As vegetables are mostly water, the air spaces inside them are normally saturated with water vapour. While this means the internal air spaces are effectively at 100% RH, the actual amount of water held as vapour will be affected by temperature.

The amount of water vapour in the air can be expressed as vapour pressure, with units in kilopascals (KPa).

The difference in vapour pressure between the air inside and outside the product is the vapour pressure deficit (VPD). 

 

Calculating the vapour pressure deficit 

The VPD in KPa can be calculated from information on temperature and humidity. Large VPD values drive moisture loss, and are likely to occur when warm produce is placed in a cool room. Cooling vegetables quickly is essential to avoiding moisture loss. 

One of the easiest ways to determine vapour pressure in KPa at different combinations of temperature and humidity is by using a psychrometric chart, as shown below. This shows how quickly the amount of water vapour air can hold increases as temperature rises.

While vegetables are warm, they are almost certainly losing moisture. This is because their internal vapour pressure will be much higher than the vapour pressure inside the cool room, even if both are close to 100% RH. The difference between the vapour pressure inside the product and that in the surrounding air is termed the vapour pressure deficit (VPD).

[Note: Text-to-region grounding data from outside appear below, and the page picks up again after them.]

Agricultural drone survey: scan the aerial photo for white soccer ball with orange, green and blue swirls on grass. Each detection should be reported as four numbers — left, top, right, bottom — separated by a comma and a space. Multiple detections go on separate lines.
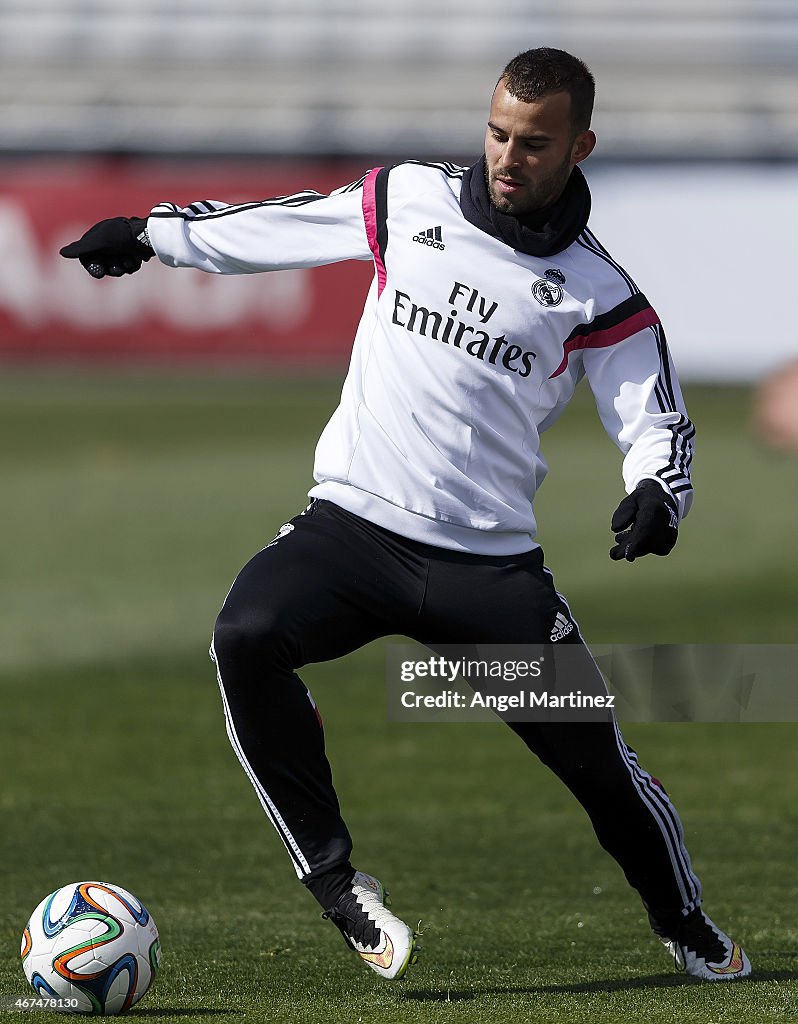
20, 882, 161, 1016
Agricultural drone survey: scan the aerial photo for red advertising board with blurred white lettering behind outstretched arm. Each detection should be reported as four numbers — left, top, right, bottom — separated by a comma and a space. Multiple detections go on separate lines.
0, 158, 373, 362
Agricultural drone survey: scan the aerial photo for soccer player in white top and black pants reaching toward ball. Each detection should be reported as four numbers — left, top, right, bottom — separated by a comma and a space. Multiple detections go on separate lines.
61, 48, 751, 981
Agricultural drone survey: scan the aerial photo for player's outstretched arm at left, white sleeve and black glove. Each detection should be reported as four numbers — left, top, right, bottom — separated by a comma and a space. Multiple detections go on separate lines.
61, 181, 372, 276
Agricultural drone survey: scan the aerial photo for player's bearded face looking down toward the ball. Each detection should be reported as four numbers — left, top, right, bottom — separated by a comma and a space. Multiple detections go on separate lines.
485, 82, 595, 217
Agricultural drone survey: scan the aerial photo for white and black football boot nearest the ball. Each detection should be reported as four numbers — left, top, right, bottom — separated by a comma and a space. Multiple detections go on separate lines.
322, 871, 419, 980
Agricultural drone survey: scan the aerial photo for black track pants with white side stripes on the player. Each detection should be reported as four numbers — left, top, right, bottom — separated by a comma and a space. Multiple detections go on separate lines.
212, 501, 701, 921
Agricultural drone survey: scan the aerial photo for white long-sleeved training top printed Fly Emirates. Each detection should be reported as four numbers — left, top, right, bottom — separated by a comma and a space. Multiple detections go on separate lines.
148, 161, 694, 554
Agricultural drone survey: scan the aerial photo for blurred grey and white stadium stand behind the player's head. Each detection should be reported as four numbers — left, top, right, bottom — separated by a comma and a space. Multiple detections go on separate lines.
0, 0, 798, 159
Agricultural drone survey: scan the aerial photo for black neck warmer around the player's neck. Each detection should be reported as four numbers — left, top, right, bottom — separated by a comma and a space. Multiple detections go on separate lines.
460, 157, 590, 256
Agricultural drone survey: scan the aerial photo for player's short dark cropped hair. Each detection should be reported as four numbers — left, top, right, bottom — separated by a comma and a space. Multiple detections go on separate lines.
497, 46, 596, 133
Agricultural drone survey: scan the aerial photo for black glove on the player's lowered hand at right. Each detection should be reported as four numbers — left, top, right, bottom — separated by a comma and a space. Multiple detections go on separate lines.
610, 480, 679, 562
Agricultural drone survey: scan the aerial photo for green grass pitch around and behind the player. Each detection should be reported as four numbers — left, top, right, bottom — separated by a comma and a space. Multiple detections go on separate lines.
0, 372, 798, 1024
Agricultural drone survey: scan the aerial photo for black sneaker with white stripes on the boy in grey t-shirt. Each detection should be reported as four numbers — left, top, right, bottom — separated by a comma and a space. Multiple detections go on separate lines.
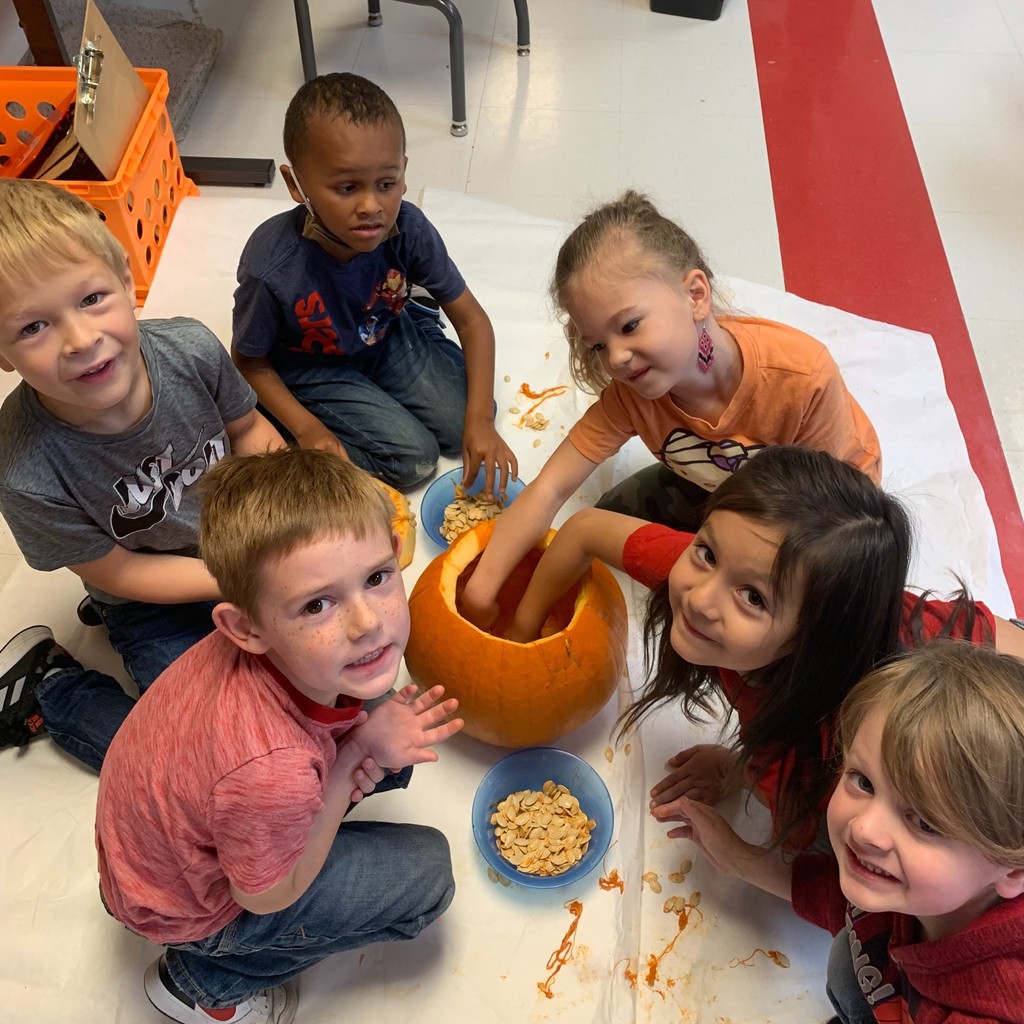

The example shown below shows the VPD for broccoli freshly harvested at 30°C (internal RH = 100%) placed into a cool room running at 5°C and 80% RH. The vapour pressure inside the broccoli is approximately 5.2KPa, whereas that in the cool room is only 0.8KPa. The resulting vapour pressure deficit is around 4.4KPa. This difference in water vapour pressure between the inside and outside of the product has the potential to drive significant moisture loss as water moves from the broccoli into the cool room air.

If broccoli harvested at 10°C is placed into the same cool room, the vapour pressure deficit would only be around 0.7KPa (1.5KPa – 0.8KPa). Under these conditions moisture loss will be more than six times slower than in the first example.

The speed of cooling is therefore critical to reduce loss of moisture from products, even if the cool room is running at close to saturated humidity. 

Using the psychrometric chart to calculate vapour pressure deficit. An example is shown for freshly harvested broccoli at 30°C which has been placed into a cool room running at 5°C and 80% RH. The vapour pressure deficit is approximately 4.4KPa.